Make sure you have the latest version of Node.js installed.
- Install dependencies -
npm install
- Run the scrapper -
npm run start
- Run the parser -
npm run parse
- To use the parser, the program will query OpenAI's API. You need to have an account and an API key. You need to create an account at OpenAI and get a free API key.
- Once this is done, create a .env file with your API key. Example:
OPENAI_API_KEY=sk-1234567890
- Run a separate file - Example:
npm run only-script src/lib/openai.ts
This project uses:
- As our crawler/scrapping framework: (Crawlee)[https://github.com/apify/crawlee]
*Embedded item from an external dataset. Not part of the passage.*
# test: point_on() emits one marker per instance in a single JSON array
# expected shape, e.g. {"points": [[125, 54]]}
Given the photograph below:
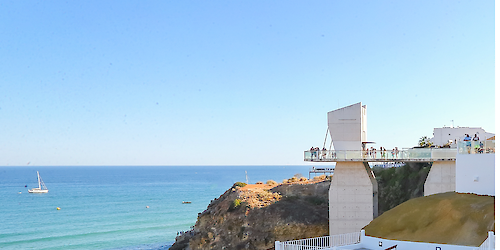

- And for backing the scrapping: (Puppeteer)[https://pptr.dev/]
-
Main.ts = Extract the code that returns the correct sites to be scrapped to a separate file, so that it can be easily changed.
-
Scrapper = Improve the data scrapping. Currently we extract all the texts from the HTML pages, but how do we identify only texts that are relevant to be scrapped?
-
Parser = Improve data cleaning, given the data extracted from the HTML pages. How do we know which data is relevant to be kept?
-
Support OpenAI = Test different prompts that extracts the site info.
-
Support other types of text summarization = Test different text summarization algorithms. Currently we are using the OpenAI API, but we could use other models, APIs or algorithms.